Paula ist mit diesem Problem nicht alleine. Rund 400.000 Hessen und Hessinnen hatten laut Hochrechnungen der Kaufmännischen Krankenkasse (KKH) 2023 mit Angststörungen zu kämpfen. Die Zahl der Betroffenen sei damit seit 2008 um rund 62 Prozent gestiegen. 

Gründe für die Entstehung von Ängsten

Warum Angststörungen entstehen, dafür gibt es viele Gründe, erklärt Psychotherapeutin Martiel Salim-Latzel von der Angstambulanz der Universitätsmedizin Frankfurt. Auslöser dafür können weit in der Vergangenheit liegen, wie traumatische Kindheitserlebnisse. Aber auch chronischer Stress, sei es durch den Job, die Familie oder durch gesellschaftliche Krisen, kann Angststörungen verstärken.  

Seit der Corona-Pandemie sei die Nachfrage nach Psychotherapie besonders gestiegen, sagt Salim-Latzel. Das liege vor allem daran, dass Krisen häufig zu Kontrollverlust und somit zu Ängsten führen können. Für die Betroffenen wird der Alltag zum Problem.  
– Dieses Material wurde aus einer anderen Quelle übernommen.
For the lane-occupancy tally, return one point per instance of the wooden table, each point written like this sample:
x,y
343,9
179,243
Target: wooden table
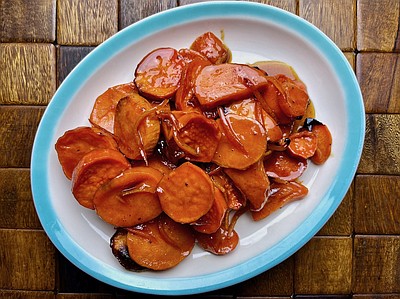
x,y
356,254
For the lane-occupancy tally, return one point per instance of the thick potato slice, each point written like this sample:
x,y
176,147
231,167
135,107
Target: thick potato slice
x,y
224,83
160,244
130,198
253,182
95,169
158,75
209,45
252,142
137,134
75,143
186,194
103,111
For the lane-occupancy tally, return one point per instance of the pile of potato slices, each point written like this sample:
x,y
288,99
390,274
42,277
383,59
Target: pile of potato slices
x,y
176,156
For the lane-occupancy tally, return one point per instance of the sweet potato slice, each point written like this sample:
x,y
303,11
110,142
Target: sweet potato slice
x,y
157,76
324,144
281,195
211,221
130,198
186,194
224,83
185,99
75,143
199,134
209,45
233,197
251,136
95,169
221,242
159,244
119,248
137,134
103,111
283,166
253,182
303,144
295,100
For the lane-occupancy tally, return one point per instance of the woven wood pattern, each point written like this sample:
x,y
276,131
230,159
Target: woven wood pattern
x,y
356,254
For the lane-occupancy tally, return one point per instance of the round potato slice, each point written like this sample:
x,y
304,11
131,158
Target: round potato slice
x,y
130,198
93,170
186,194
159,244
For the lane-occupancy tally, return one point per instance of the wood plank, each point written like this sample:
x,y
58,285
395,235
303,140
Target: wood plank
x,y
378,25
18,127
131,11
376,264
323,266
341,222
379,77
381,153
86,22
28,261
335,18
84,296
377,205
27,73
16,204
28,21
67,58
277,281
16,294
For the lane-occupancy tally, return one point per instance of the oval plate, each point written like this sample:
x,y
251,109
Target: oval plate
x,y
253,32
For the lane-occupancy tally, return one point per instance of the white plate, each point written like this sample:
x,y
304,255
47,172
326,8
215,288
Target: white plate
x,y
253,32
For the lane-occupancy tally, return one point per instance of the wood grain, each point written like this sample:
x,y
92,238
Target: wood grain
x,y
377,205
335,18
86,22
27,259
378,25
381,153
131,11
67,58
27,21
16,204
323,266
341,222
379,77
17,132
27,73
277,281
376,264
16,294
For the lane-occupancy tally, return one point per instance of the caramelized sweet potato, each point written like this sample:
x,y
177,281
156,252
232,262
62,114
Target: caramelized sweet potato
x,y
224,83
159,244
103,111
209,45
130,198
75,143
252,142
253,182
283,166
137,134
157,76
186,194
95,169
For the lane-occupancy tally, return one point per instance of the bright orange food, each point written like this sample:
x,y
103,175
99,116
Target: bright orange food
x,y
176,156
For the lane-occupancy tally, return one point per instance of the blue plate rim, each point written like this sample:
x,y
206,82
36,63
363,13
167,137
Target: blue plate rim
x,y
295,240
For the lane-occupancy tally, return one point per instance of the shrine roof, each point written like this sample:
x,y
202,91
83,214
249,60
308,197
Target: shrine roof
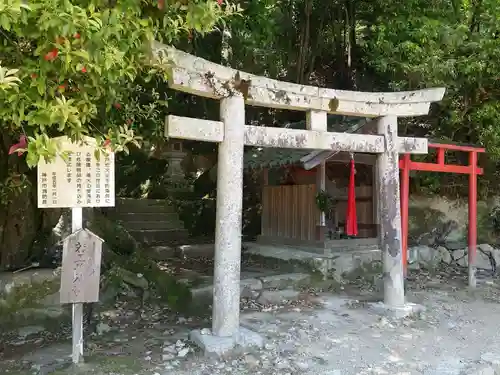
x,y
256,157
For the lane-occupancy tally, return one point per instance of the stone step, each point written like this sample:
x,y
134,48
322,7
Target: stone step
x,y
143,205
153,225
127,217
272,289
157,237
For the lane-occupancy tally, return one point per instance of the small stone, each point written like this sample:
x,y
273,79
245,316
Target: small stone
x,y
30,330
251,361
167,357
179,344
170,349
183,352
102,328
302,365
206,331
490,357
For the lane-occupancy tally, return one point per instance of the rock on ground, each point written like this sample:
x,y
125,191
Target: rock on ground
x,y
457,335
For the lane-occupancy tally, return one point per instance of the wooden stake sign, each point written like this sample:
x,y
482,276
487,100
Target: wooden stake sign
x,y
79,180
81,267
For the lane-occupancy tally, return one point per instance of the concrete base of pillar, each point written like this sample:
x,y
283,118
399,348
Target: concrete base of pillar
x,y
223,346
409,309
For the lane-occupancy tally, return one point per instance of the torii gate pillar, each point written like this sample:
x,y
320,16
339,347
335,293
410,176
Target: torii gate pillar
x,y
390,214
226,305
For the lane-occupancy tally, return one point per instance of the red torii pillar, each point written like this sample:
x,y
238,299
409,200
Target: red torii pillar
x,y
406,165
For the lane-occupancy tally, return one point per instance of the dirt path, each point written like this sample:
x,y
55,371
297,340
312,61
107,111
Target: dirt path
x,y
457,335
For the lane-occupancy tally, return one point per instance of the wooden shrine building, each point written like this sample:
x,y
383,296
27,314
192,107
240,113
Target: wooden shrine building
x,y
298,183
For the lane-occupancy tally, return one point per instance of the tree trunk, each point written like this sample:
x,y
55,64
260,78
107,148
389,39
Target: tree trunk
x,y
21,222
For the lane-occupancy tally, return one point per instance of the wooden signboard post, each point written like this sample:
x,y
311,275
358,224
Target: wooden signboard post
x,y
77,181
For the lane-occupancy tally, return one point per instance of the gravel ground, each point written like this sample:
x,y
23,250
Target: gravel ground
x,y
329,334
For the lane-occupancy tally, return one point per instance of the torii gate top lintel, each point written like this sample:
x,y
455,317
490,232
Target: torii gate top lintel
x,y
201,77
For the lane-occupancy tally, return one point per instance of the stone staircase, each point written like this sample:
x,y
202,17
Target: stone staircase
x,y
150,221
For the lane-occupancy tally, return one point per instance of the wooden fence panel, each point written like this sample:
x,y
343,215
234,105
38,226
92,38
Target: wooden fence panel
x,y
289,211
"Am Anfang zeigten sich die Panikattacken immer nachts, was natürlich extrem kräftezehrend war, dann den Tag zu überleben", beschreibt Paula. Erst nach einigen Wochen vertraut sie sich ihrer Mutter an, gemeinsam gehen sie zur Hausärztin. Diese verschreibt zunächst Medikamente, die jedoch keine große Wirkung zeigen. Erst fünf Jahre später öffnet ihr ein Gespräch mit einer Freundin die Augen. Paula wendet sich an eine Psychotherapeutin. 

Mit moderner Technik Ängste überwinden

Menschen dabei zu helfen, ihre Angststörungen zu überwinden - das ist das Ziel der Angstambulanz der Frankfurter Uniklinik. Mit Hilfe einer VR-Brille erleben die Patientinnen und Patienten dort virtuell Situationen, die für sie im Alltag belastend sein können.  
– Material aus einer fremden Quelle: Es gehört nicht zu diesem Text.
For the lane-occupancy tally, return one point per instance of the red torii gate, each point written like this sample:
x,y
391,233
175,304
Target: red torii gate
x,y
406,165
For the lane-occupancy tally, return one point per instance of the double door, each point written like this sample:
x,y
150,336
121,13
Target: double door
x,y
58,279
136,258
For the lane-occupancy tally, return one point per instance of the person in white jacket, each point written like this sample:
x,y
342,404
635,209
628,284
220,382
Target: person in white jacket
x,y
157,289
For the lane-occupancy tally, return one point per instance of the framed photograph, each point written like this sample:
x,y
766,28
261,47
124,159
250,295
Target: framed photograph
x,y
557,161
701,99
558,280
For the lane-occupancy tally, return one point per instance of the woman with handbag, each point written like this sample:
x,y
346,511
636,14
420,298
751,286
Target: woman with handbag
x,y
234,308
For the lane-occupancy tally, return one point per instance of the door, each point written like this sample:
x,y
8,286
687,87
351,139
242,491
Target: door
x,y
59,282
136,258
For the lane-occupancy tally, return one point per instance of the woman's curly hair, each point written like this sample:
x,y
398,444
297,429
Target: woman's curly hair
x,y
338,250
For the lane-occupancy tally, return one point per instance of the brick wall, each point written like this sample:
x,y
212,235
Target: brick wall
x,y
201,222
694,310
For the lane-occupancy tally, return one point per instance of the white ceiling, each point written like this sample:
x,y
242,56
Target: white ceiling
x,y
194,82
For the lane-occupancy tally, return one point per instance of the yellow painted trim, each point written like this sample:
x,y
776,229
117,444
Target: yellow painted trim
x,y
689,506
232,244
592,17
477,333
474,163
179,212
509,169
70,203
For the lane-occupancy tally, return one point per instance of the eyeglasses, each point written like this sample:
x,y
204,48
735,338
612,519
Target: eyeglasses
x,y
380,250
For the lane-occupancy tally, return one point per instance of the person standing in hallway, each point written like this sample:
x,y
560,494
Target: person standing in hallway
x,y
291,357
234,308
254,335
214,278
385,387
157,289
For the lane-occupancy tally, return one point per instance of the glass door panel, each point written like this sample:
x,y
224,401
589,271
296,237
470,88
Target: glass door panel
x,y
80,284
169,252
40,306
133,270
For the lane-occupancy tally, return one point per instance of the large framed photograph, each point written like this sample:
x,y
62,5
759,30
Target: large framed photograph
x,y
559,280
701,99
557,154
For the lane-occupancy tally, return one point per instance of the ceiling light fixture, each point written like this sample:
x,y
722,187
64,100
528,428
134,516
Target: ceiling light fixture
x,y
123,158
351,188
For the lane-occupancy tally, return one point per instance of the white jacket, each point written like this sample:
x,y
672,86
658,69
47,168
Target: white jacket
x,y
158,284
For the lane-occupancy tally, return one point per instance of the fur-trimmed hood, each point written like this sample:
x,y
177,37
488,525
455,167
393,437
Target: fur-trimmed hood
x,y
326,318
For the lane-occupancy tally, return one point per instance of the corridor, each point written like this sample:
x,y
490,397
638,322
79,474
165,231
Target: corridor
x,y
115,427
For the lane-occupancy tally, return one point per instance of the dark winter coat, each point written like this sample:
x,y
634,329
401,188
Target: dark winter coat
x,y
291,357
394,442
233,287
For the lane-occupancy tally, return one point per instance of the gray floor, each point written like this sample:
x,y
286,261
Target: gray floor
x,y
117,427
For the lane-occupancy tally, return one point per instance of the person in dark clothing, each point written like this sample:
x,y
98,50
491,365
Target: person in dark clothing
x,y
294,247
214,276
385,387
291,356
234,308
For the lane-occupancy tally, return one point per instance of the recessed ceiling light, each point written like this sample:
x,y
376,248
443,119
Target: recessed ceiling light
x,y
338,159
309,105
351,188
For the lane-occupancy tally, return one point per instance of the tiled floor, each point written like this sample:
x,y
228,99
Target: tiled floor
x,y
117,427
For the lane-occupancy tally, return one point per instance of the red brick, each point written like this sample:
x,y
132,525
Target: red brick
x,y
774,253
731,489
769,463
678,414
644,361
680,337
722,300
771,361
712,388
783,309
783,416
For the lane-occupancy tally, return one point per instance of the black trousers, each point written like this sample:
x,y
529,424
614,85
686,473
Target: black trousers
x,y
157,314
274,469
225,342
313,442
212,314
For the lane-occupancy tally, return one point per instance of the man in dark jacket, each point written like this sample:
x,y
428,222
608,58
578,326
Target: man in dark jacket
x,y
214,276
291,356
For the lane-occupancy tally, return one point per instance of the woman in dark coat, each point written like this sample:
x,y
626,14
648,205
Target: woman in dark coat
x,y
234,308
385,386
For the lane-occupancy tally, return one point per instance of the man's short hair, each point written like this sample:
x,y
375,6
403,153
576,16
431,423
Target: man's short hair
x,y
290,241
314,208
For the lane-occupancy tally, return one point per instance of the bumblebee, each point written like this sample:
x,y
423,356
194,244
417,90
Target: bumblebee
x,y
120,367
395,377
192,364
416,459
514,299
So können Menschen mit Flugangst in einem virtuellen Flugzeug fliegen. Personen mit Klaustrophobie in einem engen Aufzug stehen oder Patienten mit Angst vor bestimmten Tieren diese virtuell hautnah erleben.  

Therapeutin Martiel Salim-Latzel - eine junge Frau mit langen, dunklen Haaren, weiß-grauer Streifen-Pulli, sie hält mit beiden Händen eine VR-Brille in Bauchhöhe fest, die lacht in die Kamera und steht in einem Praxisram mit Sessel und Stuhl in der Ecke.
Therapeutin Martiel Salim-Latzel Bild © hr

Und das hat viele Vorteile, erklärt Psychotherapeutin Martiel Salim-Latzel. "Ich als Therapeutin kann verschiedene Szenarien auswählen und sie individuell anpassen." Die Kontrolle liegt jedoch bei der Patientin, sie kontrolliert die Umgebung und kann die Brille jederzeit absetzen.

Therapie im Selbstversuch 

hr-Reporterin Zoe Bünning hat die virtuelle Expositionstherapie ausprobiert und sich mit Hilfe der VR-Brille in einem virtuellen Taubenschlag mit ihrer Angst vor Tauben konfrontiert.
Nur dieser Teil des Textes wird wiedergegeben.